Location
- Countries: Canada; United States;
- Territory/State: Yukon; Alaska;

Physical characteristics
- • coordinates: 69°29′58″N 141°11′59″W﻿ / ﻿69.49944°N 141.19972°W
- Mouth: Beaufort Sea
- • location: Clarence Lagoon
- • coordinates: 69°37′00″N 140°52′00″W﻿ / ﻿69.61667°N 140.86667°W
- • elevation: 0 ft (0 m)
- Length: 50 mi (80 km)

= Clarence River (Alaska–Yukon) =

Clarence River is a 50 mi long river that flows through Yukon, Canada and the U.S. state of Alaska into the Beaufort Sea.

== Course ==
The Clarence River rises southwest of Mount Paige in Yukon, Canada, and flows northwest and northeast, crossing the border several times into the North Slope Borough of Alaska.
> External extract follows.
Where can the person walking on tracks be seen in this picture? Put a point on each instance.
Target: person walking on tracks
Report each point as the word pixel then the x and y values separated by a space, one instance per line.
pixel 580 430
It empties into Clarence Lagoon and finally the Beaufort Sea in the Arctic Ocean.

== History ==
The river was surveyed in 1826 by British explorer John Franklin as the westernmost river in the then-British territories on the Arctic coast near the line of demarcation with Russia. Franklin named the river Clarence in honor of Lord High Admiral Prince William, Duke of Clarence and St Andrews.

==See also==
- List of rivers of Alaska
- List of rivers of Yukon

== Notes ==
Clarence Lagoon is the northwesternmost point of the Yukon Territory, and also of continental Canada.